6. Bingue argues that other circuits have either rejected Helseth or have held that the Lewis “intent to harm” standard only applies where officers lack the time necessary to deliberate. A closer examination of these cases reveals that none of those cases involved high-speed car chases. Instead, in applying Lewis, those courts merely reasoned from analogy and extracted from Lewis the proposition that when deliberation is impossible, the “intent to harm” standard is more likely to apply. See, e.g., Moreland, 159 F.3d at 372 (“While the Supreme Court limited its holding in Lewis to the facts of that case (i.e., to high-speed police chases), there is no principled way to distinguish such circumstances from this case.”).
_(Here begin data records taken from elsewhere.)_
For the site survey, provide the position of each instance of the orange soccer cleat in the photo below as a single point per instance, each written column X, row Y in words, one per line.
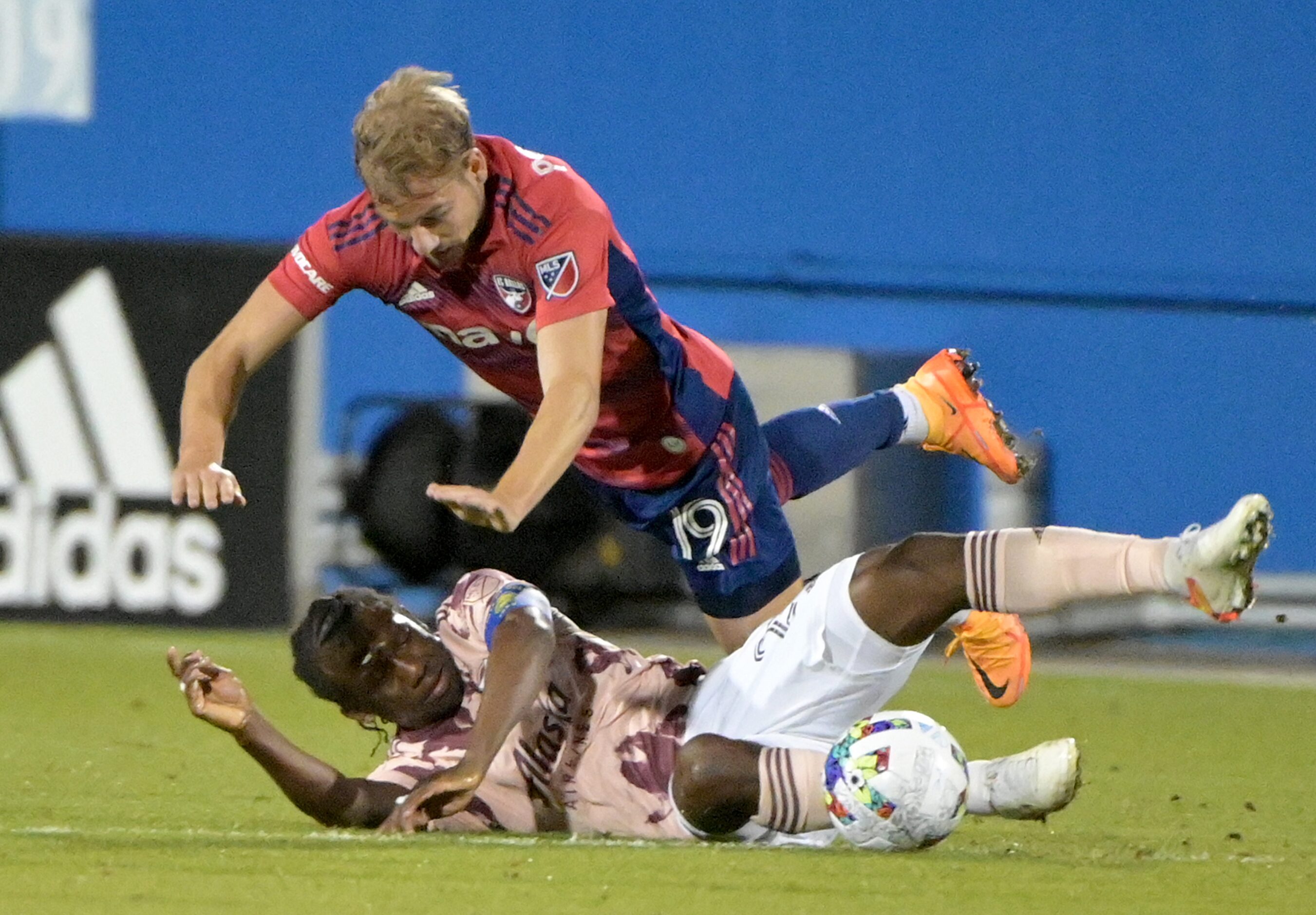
column 999, row 655
column 960, row 419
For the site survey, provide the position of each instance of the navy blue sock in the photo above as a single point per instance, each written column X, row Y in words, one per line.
column 816, row 445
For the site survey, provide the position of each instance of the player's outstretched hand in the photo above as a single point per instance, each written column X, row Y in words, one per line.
column 211, row 486
column 214, row 693
column 475, row 506
column 443, row 794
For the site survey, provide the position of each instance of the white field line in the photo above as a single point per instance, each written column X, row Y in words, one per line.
column 260, row 837
column 1129, row 669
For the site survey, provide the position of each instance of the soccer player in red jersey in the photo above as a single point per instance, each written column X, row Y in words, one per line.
column 514, row 264
column 511, row 718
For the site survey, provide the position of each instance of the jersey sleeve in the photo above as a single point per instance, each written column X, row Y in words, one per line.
column 338, row 253
column 569, row 260
column 478, row 603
None of the cases cited hold that some high-speed car chases involve a lower standard of proof than that established by the Lewis court. See, e.g., id.; compare Ewolski, 287 F.3d at 511 (holding that, under the Lewis framework, a two-day police standoff “falls within the middle-range between custodial settings and high-speed car chases, and likewise conclude that, on balance, the more appropriate standard of review is deliberate indifference.” (internal quotation marks omitted)) with Meals v. City of Memphis, 493 F.3d 720, 729-731 (6th Cir.2007) (holding, without any discussion of whether a high-speed police car chase permitted time for deliberation or reflection, that the defendant police officer was entitled to qualified immunity because there was no showing that the police officer acted with intent to harm).